La stessa avversione la si percepisce anche tra i puritani e i paladini della morale, che al Rock preferiscono le auliche note di Bach e Mozart. Un po’ come accadeva in “Footloose”, film del 1984 in cui un convincente Kevin Bacon era alle prese con una comunità di bigotti dello Utah, dove un’ intera contea aveva bandito il Rock perché ritenuto genere musicale peccaminoso.
La verità è che il Rock è per natura e per definizione ribelle. Il nome stesso, Rock and Roll, una scabrosa endiadi che descrive il dondolio dell’atto sessuale, ha nel suo DNA i valori della libertà e dell’autodeterminazione, da raggiungere anche a costo di scandalizzare. Il Rock sfida la morale, la contesta senza temerla. E non è un caso che i prodromi dell’attuale rivoluzione iraniana si vedessero già chiaramente in alcuni video che giravano lo scorso ottobre, nei quali alcuni giovani, sfidando il regime degli Ayatollah, si esibivano per strada nella notte di Teheran suonando “Seven Nation Army” dei White Stripes. Accanto ai musicisti c’erano anche tante giovani donne senza chador, che rischiavano la vita pur di non rinunciare ai propri gusti estetici e musicali. E quelle stesse donne si filmano in queste ore, con ammirevole coraggio, mentre si accendono una sigaretta da una foto di Khamenei che brucia.
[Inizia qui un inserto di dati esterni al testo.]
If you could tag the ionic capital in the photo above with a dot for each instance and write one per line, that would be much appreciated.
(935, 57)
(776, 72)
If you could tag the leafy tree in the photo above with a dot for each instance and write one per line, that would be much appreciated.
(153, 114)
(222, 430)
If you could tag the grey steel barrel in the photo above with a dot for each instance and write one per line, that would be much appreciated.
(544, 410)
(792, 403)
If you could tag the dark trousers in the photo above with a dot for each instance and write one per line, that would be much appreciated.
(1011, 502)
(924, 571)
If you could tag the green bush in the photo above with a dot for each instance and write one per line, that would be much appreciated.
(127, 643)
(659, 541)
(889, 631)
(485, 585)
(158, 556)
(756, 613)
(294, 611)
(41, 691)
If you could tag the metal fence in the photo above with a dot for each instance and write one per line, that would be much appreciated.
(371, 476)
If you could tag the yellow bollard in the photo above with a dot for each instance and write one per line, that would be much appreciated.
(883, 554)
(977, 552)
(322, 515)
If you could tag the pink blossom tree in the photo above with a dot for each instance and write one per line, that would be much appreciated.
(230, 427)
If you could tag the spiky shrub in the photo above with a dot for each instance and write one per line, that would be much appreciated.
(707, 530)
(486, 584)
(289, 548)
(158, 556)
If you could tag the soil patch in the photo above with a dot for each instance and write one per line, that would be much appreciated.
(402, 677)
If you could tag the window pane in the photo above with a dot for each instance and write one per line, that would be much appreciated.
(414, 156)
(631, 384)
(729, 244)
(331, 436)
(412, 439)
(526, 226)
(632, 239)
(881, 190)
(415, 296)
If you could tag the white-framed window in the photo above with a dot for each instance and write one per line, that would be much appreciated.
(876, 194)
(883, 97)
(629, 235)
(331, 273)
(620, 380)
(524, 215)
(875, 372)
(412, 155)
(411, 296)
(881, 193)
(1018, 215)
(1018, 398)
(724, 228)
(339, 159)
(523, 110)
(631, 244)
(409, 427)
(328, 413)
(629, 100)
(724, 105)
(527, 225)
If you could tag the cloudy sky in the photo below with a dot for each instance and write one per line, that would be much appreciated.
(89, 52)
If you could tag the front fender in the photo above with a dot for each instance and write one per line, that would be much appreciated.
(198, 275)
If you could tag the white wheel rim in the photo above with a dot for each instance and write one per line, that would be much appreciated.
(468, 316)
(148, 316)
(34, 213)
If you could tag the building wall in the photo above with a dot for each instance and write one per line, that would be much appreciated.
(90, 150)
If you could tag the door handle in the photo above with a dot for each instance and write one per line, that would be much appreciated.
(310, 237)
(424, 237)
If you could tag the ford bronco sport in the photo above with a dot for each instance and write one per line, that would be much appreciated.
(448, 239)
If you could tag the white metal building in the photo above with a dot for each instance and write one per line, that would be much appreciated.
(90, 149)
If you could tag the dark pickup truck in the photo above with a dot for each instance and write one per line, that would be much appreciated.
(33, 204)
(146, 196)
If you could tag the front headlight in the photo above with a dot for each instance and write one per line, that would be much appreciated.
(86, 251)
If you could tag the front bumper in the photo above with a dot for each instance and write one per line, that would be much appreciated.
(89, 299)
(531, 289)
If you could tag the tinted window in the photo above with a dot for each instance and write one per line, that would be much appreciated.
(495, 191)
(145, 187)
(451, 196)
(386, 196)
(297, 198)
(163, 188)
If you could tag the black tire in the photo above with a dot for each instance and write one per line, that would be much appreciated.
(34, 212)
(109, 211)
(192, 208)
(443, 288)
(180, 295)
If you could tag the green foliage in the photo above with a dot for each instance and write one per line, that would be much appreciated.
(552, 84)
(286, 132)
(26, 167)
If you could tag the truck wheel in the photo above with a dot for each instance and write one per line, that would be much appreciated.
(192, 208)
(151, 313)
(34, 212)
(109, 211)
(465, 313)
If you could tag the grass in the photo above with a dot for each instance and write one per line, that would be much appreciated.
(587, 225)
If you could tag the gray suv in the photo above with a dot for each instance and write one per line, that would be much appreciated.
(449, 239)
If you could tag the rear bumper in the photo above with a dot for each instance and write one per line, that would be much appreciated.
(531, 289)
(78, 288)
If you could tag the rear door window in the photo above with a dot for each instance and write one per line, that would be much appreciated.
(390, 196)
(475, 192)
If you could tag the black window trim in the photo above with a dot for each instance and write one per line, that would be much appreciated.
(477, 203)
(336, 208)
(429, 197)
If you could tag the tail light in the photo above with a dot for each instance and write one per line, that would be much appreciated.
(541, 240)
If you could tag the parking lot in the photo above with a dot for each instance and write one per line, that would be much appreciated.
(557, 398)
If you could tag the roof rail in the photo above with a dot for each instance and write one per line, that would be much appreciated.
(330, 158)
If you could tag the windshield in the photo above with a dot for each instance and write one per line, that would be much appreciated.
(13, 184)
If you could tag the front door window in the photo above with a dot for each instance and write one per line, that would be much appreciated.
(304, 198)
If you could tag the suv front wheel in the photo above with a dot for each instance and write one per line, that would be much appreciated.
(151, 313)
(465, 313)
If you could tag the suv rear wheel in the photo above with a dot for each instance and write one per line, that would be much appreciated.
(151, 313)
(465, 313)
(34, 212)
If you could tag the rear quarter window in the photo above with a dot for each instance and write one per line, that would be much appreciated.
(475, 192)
Il Rock è protesta, rottura, rifiuto della legge insensata, ripudio dell’omologazione soporifera imposta dall’alto. Il Rock è disobbedienza civile perché canta la libertà che i dittatori hanno sempre voluto negare. E cosa fa il regime adesso? Invia degli SMS ai genitori di giovani adolescenti con velate minacce, ricordando che è pericoloso lasciarli andare in piazza in questo clima di tensioni e di rivolta. Ma i giovani che vogliono liberarsi da un’oppressione non ascolteranno né i genitori né le minacce del governo, e usciranno lo stesso di casa. Un po’ come cantava Ivano Fossati: la macchina è bloccata ma la musica è passata attraverso la frontiera, perché il Rock penetra nei muri e fa breccia in ogni porta. Ma soprattutto, viene a dirti che la tua anima non è morta.